Conditions de désignation du RSS posées par les textes
La possibilité de désigner un RSS est légalement reconnue aux syndicats non représentatifs dans l’entreprise ou l’établissement, dès lors qu’ils y ont constitué une section syndicale(C. trav., art. L. 2142-1-1). Or, pour constituer une section, le syndicat doit réunir les conditions suivantes (C. trav., art. L. 2142-1) :
– compter plusieurs adhérents dans l’entreprise ou l’établissement ;
– satisfaire aux critères de respect des valeurs républicaines et d’indépendance ;
– être légalement constitué depuis au moins deux ans ;
– et avoir un champ professionnel et géographique couvrant l’entreprise concernée.
Cette liste ne renvoie pas au critère de transparence financière, exigé expressément par l’article L. 2121-1 du Code du travail en vue de l’établissement de la qualité de syndicat représentatif. La circulaire d’application de la loi du 20 août 2008 – loi qui a introduit ce critère de représentativité – ne le mentionne pas non plus parmi ceux auxquels il doit être satisfait pour désigner un RSS dans l’entreprise (Circ. DGT nº 20, 13 novembre 2008, fiche nº 4).
Pourtant, dans la présente affaire, un employeur demandait l’annulation de la désignation du RSS au motif notamment que le syndicat désignataire ne remplissait pas ce critère.
Le Tribunal d’instance de Saint-Germain-en-Laye l’a débouté en se fondant sur une lecture stricte des textes précités : « la régularité de la désignation d’un représentant de section syndicale n’implique pas que le syndicat à l’origine de cette désignation remplisse les conditions prévues aux articles L. 2121-1 et L. 2121-2 relatifs à la représentativité, mais les conditions des articles L. 2142-1 et L. 2142-1-1 du Code du travail ».

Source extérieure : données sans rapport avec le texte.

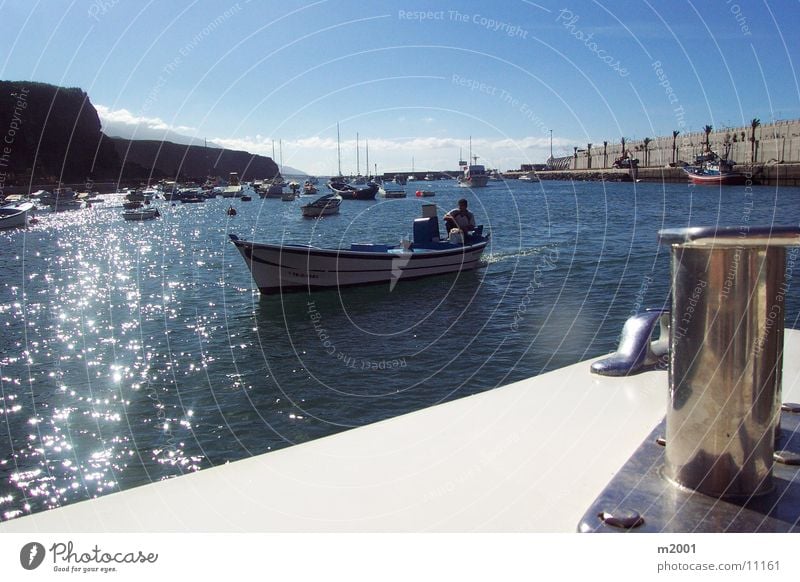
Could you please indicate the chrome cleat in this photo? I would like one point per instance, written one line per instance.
(636, 352)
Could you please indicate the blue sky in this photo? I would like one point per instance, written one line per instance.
(417, 78)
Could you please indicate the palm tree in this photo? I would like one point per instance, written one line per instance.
(675, 134)
(708, 129)
(753, 125)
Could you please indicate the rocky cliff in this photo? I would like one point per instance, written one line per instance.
(52, 134)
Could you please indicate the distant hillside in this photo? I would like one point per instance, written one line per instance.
(178, 161)
(52, 134)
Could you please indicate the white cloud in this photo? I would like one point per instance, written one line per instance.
(116, 119)
(317, 155)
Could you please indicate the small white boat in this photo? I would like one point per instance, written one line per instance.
(324, 206)
(61, 199)
(388, 191)
(279, 268)
(141, 214)
(15, 215)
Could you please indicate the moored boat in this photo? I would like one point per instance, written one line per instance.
(141, 214)
(15, 215)
(234, 187)
(711, 170)
(292, 267)
(324, 206)
(473, 175)
(348, 192)
(388, 191)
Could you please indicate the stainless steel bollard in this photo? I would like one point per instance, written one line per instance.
(726, 356)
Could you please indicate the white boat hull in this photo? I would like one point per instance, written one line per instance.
(15, 215)
(277, 268)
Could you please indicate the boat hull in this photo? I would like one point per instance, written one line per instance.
(474, 182)
(280, 268)
(147, 214)
(15, 216)
(351, 193)
(716, 179)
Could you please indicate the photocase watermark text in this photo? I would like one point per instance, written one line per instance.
(569, 20)
(510, 30)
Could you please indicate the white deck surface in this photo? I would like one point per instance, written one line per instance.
(530, 456)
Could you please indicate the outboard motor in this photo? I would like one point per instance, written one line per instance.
(426, 229)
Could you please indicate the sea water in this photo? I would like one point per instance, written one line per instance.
(134, 352)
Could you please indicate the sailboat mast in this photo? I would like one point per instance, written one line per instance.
(338, 148)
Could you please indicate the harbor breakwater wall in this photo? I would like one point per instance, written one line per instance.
(761, 174)
(769, 144)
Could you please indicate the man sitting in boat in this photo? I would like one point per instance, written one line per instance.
(460, 218)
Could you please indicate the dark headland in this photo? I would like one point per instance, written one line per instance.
(53, 135)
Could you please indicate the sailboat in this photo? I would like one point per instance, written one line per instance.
(412, 177)
(472, 175)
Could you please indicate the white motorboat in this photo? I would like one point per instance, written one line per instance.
(15, 215)
(141, 214)
(388, 191)
(324, 206)
(61, 199)
(234, 187)
(523, 468)
(285, 267)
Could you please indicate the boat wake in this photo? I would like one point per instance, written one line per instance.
(525, 252)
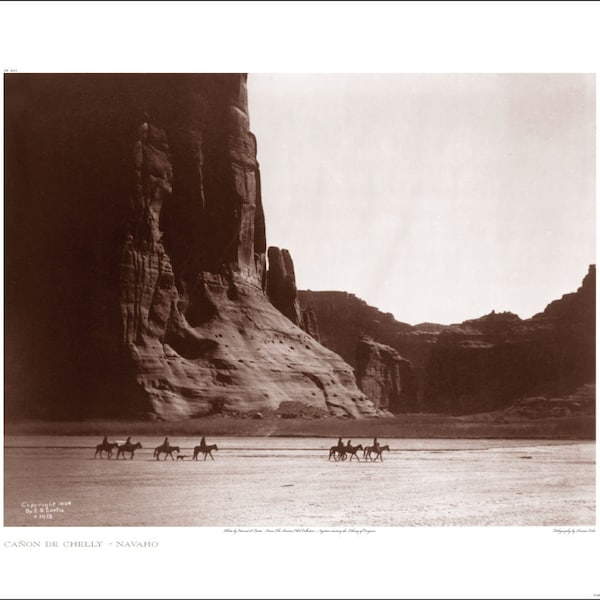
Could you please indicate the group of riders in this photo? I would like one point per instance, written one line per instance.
(342, 451)
(165, 447)
(341, 444)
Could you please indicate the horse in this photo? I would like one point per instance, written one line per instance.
(106, 447)
(128, 447)
(206, 450)
(166, 450)
(352, 451)
(335, 450)
(341, 452)
(369, 450)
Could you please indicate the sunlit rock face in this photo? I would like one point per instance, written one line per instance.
(136, 256)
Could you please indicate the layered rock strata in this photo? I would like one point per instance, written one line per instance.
(136, 256)
(478, 365)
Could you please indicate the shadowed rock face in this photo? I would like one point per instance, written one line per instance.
(481, 364)
(384, 376)
(281, 284)
(136, 256)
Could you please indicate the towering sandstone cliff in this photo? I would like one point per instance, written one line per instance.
(136, 256)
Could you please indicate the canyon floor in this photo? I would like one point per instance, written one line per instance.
(283, 481)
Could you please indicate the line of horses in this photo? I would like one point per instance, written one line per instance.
(165, 448)
(348, 452)
(338, 452)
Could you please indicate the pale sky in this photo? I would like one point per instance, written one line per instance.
(433, 197)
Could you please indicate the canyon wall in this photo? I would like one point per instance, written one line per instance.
(136, 256)
(478, 365)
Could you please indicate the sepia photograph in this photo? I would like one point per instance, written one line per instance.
(440, 329)
(308, 308)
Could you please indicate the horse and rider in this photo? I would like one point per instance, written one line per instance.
(205, 449)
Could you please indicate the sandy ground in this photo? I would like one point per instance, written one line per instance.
(262, 482)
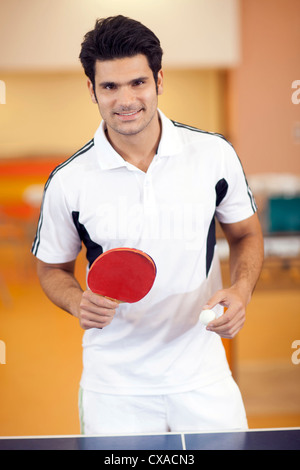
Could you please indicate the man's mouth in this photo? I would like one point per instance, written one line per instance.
(128, 114)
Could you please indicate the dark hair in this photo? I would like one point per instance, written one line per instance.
(117, 37)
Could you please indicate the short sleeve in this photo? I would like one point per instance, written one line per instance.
(236, 201)
(56, 240)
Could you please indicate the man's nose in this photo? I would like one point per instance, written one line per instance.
(126, 97)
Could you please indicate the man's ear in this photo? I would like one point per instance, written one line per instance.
(91, 90)
(160, 82)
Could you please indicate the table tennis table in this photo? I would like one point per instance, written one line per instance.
(253, 439)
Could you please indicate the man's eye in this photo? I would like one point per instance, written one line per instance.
(110, 86)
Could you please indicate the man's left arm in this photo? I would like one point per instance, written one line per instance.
(245, 241)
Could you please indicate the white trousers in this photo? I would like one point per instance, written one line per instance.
(215, 407)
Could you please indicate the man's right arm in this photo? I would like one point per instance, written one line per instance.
(62, 288)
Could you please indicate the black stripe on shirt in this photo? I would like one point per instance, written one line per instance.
(195, 129)
(81, 151)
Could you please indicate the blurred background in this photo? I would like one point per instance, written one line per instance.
(230, 66)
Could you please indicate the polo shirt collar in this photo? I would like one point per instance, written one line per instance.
(108, 158)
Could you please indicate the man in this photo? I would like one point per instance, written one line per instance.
(150, 183)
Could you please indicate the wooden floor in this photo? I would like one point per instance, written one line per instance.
(41, 367)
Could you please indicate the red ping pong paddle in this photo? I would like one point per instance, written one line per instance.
(122, 274)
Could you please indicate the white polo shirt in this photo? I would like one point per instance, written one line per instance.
(156, 345)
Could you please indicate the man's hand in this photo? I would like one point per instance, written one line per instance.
(230, 323)
(62, 288)
(246, 257)
(95, 311)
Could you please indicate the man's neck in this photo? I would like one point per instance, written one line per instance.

La Cour de cassation a censuré le jugement.
Critère de la transparence financière exigé pour tout syndicat
Pour la Haute juridiction, bien que cela ne soit pas expressément exigé par l’article L. 2142-1 du Code du travail, le respect ducritère de transparence financière est une condition de validité de la désignation du RSS.
L’arrêt affirme en effet, pour la première fois et de manière générale, que « tout syndicat doit, pour pouvoir exercer des prérogatives dans l’entreprise, satisfaire au critère de transparence financière ».
Cet arrêt paraît ainsi accréditer l’idée, défendue par certains auteurs, selon laquelle les sept critères cumulatifs posés par l’article L. 2121-1 du Code du travail pour accéder au rang de syndicat représentatif, ne sont pas tous exclusivement dédiés à cet objectif. Certains d’entre eux, tels l’indépendance, les valeurs républicaines, la transparence financière et l’ancienneté de deux ans, sont davantage destinés à permettre de qualifier une organisation de syndicat habilité à s’implanter en entreprise et à y exercer une action syndicale. L’audience, l’influence, les effectifs d’adhérents et les cotisations seraient quant à eux spécifiquement relatifs à la représentativité.
Contre toute attente, dans la mesure où le critère de transparence financière est exigé, selon la formulation générale retenue par l’arrêt, de « tout syndicat » afin de pouvoir exercer « des prérogatives dans l’entreprise », on peut supposer qu’il devra également être rempli par les syndicats non représentatifs qui entendent exercer des prérogatives autres que la désignationd’un RSS, notamment pour créer une section syndicale, participer à la négociation du protocole d’accord préélectoral ou encore, pour présenter des candidats au premier tour des élections. Reste à la Cour de cassation à le confirmer dans ses prochains arrêts.